We have a bunch of value returning functions:

Foo function_1(){
    Foo f;
    // ...
    return f;
}

Bar function_2(){
    Bar b;
    // ...
    return b;
}

Baz function_3(){
    Baz b;
    // ...
    return b;
}

I'm using them to create instantiations of local variables:

void example(){  
    //...
    const auto foo = function_1();
    //...
    const auto bar = function_2();
    //...
    const auto baz = function_3();
}

However, my teammates keep asking me to convert all my instantiations to use &:

void example(){  
    //...
    const auto& foo = function_1();
    //...
    const auto& bar = function_2();
    //...
    const auto& baz = function_3();
}

The rationale for doing this seems to match the following question:
Why not always assign return values to const reference?

I understand that auto& x = and auto x = are asking for two different things, and the behavior might be different based on the implementation of the function.

That being said, I'm looking for clarification about the differences (if any) when choosing to do this on value returning functions? Is the behavior guaranteed to be the same?

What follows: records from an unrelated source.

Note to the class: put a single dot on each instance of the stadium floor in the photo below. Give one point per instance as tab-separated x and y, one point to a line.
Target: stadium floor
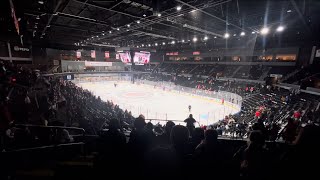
159	105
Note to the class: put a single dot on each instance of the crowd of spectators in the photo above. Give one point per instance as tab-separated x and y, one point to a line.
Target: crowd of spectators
172	150
177	151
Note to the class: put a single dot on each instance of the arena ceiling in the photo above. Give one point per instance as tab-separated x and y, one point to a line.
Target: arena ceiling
140	23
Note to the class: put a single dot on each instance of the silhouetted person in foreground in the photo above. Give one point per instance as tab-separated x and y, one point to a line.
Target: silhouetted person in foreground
111	147
190	123
208	155
164	139
252	160
197	137
302	161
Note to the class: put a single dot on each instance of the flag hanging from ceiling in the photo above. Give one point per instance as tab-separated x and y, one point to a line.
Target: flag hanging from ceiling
13	14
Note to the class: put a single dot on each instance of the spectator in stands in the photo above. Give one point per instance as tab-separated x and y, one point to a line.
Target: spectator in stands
297	114
190	123
259	126
164	139
61	135
252	160
209	155
302	161
289	132
112	149
197	137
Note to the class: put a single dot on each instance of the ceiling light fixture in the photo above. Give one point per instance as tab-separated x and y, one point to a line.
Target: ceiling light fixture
280	29
264	31
195	39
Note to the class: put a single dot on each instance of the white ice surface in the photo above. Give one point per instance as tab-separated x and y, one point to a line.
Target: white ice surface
155	103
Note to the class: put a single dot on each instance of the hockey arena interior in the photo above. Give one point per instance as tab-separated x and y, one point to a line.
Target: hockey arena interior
168	89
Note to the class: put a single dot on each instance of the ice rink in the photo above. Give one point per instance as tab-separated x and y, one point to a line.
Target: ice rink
155	103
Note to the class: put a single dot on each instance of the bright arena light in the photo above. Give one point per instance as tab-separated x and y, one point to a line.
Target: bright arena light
264	31
195	39
280	29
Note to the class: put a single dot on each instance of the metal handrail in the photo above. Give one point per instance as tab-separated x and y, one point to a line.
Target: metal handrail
56	127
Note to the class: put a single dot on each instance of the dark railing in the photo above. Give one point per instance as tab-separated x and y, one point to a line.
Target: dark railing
52	144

If its a value returning function how do I decide between const auto& vs const auto? (presumably the const doesn't matter here?). I couldn't find any advice about this in the C++ Core Guidelines. I'm hoping its not an opinioned question.

Answer 1

Your colleague is trying to do the compiler's job instead of trusting it, and is potentially pessimizing as a result. NRVO is very well supported, and if the functions are written with value semantics, NRVO can elide multiple copies. Binding to a reference will prevent that, since a reference variable will not satisfy the conditions for this optimization. A simple test to demonstrate:

#include <iostream>

struct Test {
    Test() { std::cout << "Created\n"; }
    Test(const Test&) { std::cout << "Copied\n"; }
};

Test foo() {
    Test t;
    return t;
}

Test bar_good() {
    const auto t = foo();
    return t;
}

Test bar_bad() {
    const auto& t = foo();
    return t;
}

int main() {
    const auto good = bar_good(); (void)good;

    std::cout << "===========\n";

    const auto& bad = bar_bad();  (void)bad;
}

Which gives the output:

Created
===========
Created
Copied

One object total when utilizing value semantics, but a redundant copy when using references. Depending on how expansive the copy (or even move) is, you could see a noticeable performance difference.

Answer 2

This is my suggestion:

If you need read-only access to the objects returned by the functions, use

const auto& foo = function_1();

If you want to be able to modify the returned objects or don't want to take the chance that the object might be deleted by some other function without your knowledge, make a copy.

auto foo = function_1();

---

Additional info in response to comments

When the following program is compiled with g++ -std=c++11 -Wall

#include <iostream>

struct Foo
{
   Foo() {}
   Foo(Foo const& copy) { std::cout << "In copy constructor\n"; }
};

Foo function_1(){
    Foo f;
    return f;
}

int main()
{
   std::cout << "-------------------------\n";
   auto f1 = function_1();
   std::cout << "-------------------------\n";
   const auto& ref = function_1();
}

I get the following output (no output from the constructor).

-------------------------
-------------------------

When the same program is compiled with g++ -std=c++11 -Wall -fno-elide-constructors

I get the following output.

-------------------------
In copy constructor
In copy constructor
-------------------------
In copy constructor

---

If a compiler does not support copy elision by default, an additional copy is made when using

auto f1 = function_1();

Answer 3

IMHO - You should return by reference when you want the thing you return to refer to an existing object. You should return by value when you want the caller to get a copy that's unrelated to some other object.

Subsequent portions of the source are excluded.